Milestone 0: Display a word

Important

This milestone is purely to get you acquainted with some basic operations you’ll need to complete the project! Once you have it working, you’ll be able to remove some parts that you won’t need later. But taking the time to complete this now will aid you greatly as you enter Milestone 2.

For your first milestone, your task is to choose a five-letter word and have that word appear in the five boxes across the first row of the window automatically. Clearly this is not exactly the way that the game of Wordle works, but this milestone exists to get you practice interfacing between your code and the WordleGWindow, which is saved as the variable gw in the starting template.

To achieve this effect, you should begin by defining a variable within the wordle function to store your five-letter word. Remember that the convention in Python programming is that function definitions come first, followed by the code that uses those functions. As such, I recommend that you define your variable after the gw.add_enter_listener(enter_action) line. Remember to indent it so that it is part of the wordle function!

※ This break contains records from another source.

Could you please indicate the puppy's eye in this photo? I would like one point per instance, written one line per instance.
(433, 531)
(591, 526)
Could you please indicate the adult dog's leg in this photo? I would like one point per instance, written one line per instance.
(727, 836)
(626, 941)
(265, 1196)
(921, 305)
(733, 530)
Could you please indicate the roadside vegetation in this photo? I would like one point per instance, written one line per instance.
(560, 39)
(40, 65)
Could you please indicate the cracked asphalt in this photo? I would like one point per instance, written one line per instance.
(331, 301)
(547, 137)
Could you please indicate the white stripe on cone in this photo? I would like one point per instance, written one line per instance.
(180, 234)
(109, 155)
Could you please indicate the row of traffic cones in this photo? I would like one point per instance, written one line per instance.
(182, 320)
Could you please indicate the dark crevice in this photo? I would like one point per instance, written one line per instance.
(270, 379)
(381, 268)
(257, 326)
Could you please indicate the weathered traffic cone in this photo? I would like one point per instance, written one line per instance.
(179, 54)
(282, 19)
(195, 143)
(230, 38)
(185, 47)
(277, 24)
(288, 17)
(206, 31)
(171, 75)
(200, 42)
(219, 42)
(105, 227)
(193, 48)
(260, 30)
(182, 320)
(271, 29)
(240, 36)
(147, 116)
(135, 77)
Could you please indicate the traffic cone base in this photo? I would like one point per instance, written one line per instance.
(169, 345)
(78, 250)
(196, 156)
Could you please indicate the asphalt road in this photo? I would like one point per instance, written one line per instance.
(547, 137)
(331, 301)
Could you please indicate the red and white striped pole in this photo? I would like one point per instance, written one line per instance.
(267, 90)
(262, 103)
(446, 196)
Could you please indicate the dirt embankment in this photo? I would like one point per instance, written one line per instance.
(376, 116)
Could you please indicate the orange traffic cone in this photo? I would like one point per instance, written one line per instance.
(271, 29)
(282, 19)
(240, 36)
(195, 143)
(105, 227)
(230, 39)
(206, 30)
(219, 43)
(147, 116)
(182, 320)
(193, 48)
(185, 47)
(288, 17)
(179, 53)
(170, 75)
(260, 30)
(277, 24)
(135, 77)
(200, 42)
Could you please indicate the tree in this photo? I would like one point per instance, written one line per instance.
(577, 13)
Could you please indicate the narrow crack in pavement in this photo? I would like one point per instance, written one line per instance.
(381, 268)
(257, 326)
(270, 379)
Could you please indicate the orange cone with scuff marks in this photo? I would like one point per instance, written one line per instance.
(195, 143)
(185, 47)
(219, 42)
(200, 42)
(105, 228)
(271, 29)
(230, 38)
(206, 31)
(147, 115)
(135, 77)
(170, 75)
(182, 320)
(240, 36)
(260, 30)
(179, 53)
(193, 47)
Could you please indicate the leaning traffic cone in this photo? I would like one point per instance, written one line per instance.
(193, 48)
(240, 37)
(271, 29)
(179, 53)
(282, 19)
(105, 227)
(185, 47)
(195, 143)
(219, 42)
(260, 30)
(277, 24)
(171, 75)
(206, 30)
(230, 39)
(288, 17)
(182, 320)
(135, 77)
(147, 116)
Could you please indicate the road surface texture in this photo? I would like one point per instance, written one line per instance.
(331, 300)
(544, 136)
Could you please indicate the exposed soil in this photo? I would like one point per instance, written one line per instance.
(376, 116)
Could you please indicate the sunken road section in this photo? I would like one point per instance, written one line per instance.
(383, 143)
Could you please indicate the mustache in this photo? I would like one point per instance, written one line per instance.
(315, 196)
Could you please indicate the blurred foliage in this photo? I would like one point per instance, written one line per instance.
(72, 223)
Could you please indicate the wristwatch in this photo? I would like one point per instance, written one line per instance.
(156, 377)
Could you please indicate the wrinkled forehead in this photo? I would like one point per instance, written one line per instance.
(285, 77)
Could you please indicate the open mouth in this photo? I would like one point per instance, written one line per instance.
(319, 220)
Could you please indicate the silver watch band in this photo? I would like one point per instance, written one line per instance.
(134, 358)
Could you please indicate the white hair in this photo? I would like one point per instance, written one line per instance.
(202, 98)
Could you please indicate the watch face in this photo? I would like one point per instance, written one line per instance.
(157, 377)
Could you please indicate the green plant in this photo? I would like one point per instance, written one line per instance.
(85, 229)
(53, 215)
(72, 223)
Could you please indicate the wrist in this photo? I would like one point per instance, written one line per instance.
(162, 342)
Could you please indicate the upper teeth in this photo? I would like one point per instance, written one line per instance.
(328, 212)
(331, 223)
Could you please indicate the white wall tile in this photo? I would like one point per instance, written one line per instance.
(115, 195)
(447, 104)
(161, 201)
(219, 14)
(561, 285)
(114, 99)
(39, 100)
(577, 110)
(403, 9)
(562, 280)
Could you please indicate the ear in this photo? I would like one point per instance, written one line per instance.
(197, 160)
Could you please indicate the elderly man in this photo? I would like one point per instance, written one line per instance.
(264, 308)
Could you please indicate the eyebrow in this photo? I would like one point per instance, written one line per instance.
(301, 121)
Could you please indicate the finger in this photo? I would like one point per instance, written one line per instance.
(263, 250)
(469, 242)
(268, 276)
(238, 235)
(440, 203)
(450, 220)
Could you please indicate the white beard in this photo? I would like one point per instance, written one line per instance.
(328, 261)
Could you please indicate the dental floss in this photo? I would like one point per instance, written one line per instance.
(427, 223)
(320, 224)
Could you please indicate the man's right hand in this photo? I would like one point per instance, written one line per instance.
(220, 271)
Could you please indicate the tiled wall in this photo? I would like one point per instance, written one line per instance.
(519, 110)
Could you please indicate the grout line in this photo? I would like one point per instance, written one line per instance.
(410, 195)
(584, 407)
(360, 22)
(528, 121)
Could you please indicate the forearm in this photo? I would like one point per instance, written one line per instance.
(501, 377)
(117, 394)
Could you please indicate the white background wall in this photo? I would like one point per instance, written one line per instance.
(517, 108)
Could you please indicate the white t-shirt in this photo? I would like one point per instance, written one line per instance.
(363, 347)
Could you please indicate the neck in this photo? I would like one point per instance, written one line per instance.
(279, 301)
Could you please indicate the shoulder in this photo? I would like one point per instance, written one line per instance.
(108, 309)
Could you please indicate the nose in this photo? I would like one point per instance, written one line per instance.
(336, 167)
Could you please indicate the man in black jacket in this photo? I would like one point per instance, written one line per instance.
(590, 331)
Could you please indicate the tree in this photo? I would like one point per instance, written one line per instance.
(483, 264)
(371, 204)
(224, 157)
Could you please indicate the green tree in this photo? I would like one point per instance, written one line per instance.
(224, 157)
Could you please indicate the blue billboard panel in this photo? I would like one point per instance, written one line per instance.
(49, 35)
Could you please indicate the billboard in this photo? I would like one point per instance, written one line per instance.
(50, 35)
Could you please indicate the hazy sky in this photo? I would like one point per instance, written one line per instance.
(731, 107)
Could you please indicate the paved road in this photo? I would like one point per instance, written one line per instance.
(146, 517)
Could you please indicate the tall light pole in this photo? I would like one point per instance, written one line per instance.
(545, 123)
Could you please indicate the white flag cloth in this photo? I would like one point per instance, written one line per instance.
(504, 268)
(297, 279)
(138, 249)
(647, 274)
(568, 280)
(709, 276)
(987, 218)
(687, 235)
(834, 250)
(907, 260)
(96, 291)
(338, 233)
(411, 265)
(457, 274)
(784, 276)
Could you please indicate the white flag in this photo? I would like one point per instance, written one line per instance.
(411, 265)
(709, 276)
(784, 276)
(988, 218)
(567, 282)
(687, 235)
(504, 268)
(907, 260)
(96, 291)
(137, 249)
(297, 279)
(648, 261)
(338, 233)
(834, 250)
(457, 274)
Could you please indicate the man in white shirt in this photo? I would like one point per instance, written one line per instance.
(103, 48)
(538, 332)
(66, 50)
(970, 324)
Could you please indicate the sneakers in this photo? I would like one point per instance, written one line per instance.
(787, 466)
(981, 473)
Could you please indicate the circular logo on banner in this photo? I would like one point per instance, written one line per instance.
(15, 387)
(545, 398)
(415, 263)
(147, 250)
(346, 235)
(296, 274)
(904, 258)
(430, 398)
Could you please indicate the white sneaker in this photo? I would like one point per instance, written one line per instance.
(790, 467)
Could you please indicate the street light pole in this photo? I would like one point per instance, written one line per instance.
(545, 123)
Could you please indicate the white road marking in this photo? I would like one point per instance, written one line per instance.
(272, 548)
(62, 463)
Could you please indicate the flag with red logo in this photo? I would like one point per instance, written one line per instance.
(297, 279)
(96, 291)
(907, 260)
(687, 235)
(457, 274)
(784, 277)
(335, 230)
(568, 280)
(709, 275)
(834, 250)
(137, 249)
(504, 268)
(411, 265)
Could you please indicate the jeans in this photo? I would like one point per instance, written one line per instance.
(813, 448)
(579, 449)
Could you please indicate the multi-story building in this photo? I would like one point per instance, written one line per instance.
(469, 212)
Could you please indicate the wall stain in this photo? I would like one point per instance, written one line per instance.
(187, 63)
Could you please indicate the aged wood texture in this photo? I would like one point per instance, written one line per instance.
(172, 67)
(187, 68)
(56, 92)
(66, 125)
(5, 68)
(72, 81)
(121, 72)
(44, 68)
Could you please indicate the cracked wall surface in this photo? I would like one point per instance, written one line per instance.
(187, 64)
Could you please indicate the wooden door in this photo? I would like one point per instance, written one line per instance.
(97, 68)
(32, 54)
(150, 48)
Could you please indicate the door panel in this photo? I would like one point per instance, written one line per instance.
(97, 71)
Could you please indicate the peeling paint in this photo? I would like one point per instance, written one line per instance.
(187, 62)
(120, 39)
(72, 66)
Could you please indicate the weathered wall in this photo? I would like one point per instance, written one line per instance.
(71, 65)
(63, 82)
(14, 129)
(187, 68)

To display the word to the screen, looking at the table of available WordleGWindow methods here, you might notice that there is no obvious way to display an entire word. As such, it is a great candidate for writing a helper function! Define a new function inside the wordle function and after the enter_action function definition called display_word(word). This function will be responsible for displaying the argument word to the first row of the Wordle window. How can you accomplish this? Well, looking back at the table of available WordleGWindow methods, what you do have available is the method set_square_letter, which allows you to put a single letter in a box identified by its row and column indices. So you’ll need to think about how you could use that in your display_word function to populate the first row immediately upon launching the program.

As with everything in Python, rows and columns are numbered beginning with 0, so that the top row of the window is row 0, and its column numbers range from 0 to 4. To avoid cluttering up your code with numbers that don’t tell you anything about what they represent (where does the 4 come from in the previous sentence, for example?), it is best to import the constants N_ROWS and N_COLS from WordleGraphics and use those constants wherever your code needs to know how many rows or columns exist. Not only does N_COLS - 1 provide more insight than the number 4, but this strategy also makes it far easier to implement a SuperWordle extension with longer words or a different number of guesses.

Don’t forget that you need to call this function on whatever variable you assigned your five-letter word to! So your lines after the gw.add_enter_listener might look something like:

secret_word = "happy" #my chosen 5 letter word
display_word(secret_word) # displaying it using my defined function

resulting in a display of:

The window immediately upon hitting play after displaying the secret word. Note that even though the word was all lowercase here, the letters displayed in the boxes are uppercase, which is handled automatically by set_square_letter.

The window immediately upon hitting play after displaying the secret word. Note that even though the word was all lowercase here, the letters displayed in the boxes are uppercase, which is handled automatically by set_square_letter.

Once you have this working you can comment out the display_word function call, as the game would be very easy if you showed the user the secret word before they started guessing! It highlights the fact, though, that often times it can be worth doing a little work that will later be unnecessary, if it helps you better understand the tools and problem-solving strategies at your disposal. In this case, the code that you will end up writing for part of Milestone 1 will look very similar to what you wrote here.